Histórias de pessoas que enfrentam dificuldades extremas e as ultrapassam emocionam qualquer um e a de Waris Dirie pode mesmo ser uma das mais incríveis. É, nos dias de hoje, considerada uma das supermodelos mais icónicas das décadas de 80 e 90, mas a sua história não começou da melhor maneira.
A história que começa na Somália
Waris Dirie nasceu em 1965, no deserto da Somália, muito perto da fronteira do país com a Etiópia, explica a Britannica. Faz parte de uma família de nómadas e tem 11 irmãos. Passou grande parte da sua infância a cuidar do "rebanho da família" e a lutar para conseguir "comida e água suficientes para sobreviver".
Foi submetida a uma mutilação genital forçada e, ao celebrar 13 anos, a família queria que casasse com um homem muito mais velho. Para evitar isto, acabou por fugir de casa e "embarcou numa longa e viagem" em que foi obrigada a atravessar o deserto até Mogadíscio a pé e descalça, a capital do seu país de origem.
A chegada a Londres
De lá conseguiu ir para Londres, no Reino Unido, onde trabalhou "como empregada doméstica na casa de um tio que estava a iniciar um mandato como embaixador". Quando o mandato do tio chegou ao fim, a modelo decidiu ficar na cidade ilegalmente e, eventualmente, começou a trabalhar na cozinha de um restaurante de fast-food.
Estava, na altura, a viver numa instituição gerida pela YMCA, organização sem fins lucrativos internacional, e aproveitou a oportunidade para participar em aulas para aprender a ler e escrever em inglês.
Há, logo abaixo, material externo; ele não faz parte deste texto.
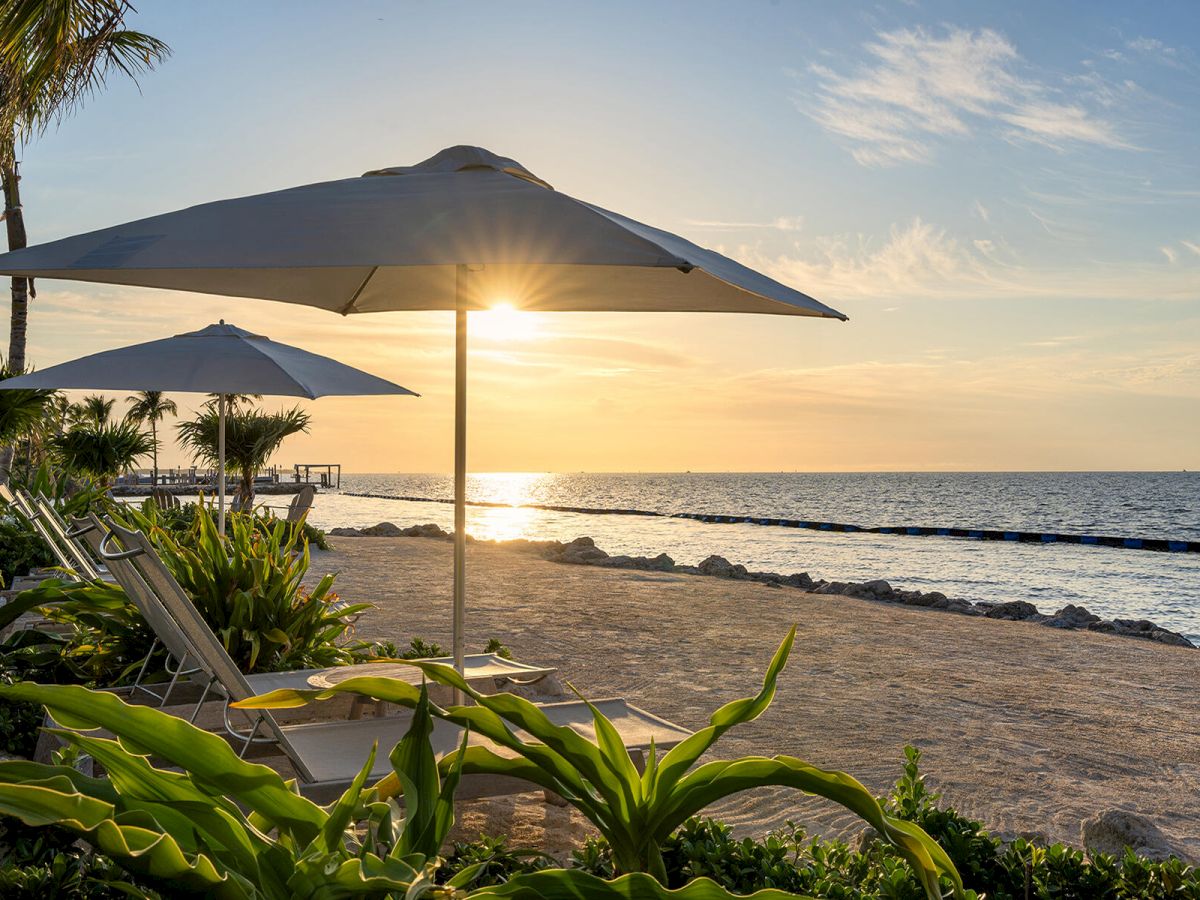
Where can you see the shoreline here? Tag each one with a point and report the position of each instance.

O início da carreira como modelo
Mais tarde, em 1983, uma mulher na rua abordou Dirie e perguntou se queria ser modelo. Com apenas 18 anos conheceu o fotógrafo britânico Terence Donovan e fez a sua primeira sessão. E, sim, estas fotografias acabaram por lançar a carreira da jovem.
Em 1987, apareceu na capa do icónico Calendário Pirelli e no filme de James Bond, The Living Daylights. Também começou a desfilar nas passarelas de Paris, Milão e Nova Iorque; a protagonizar campanhas publicitárias para marcas como a Revlon e a Chanel; e a aparecer nas capas de revistas como a Elle, Glamour e Vogue.
A carreira de ativista
Waris Dirie sempre falou abertamente da sua história e em 1997 acabou por ser "nomeada embaixadora especial do Fundo das Nações Unidas para a População para a eliminação da mutilação genital feminina", um papel importante que a levou a viajar pelo mundo para alertar para este problema.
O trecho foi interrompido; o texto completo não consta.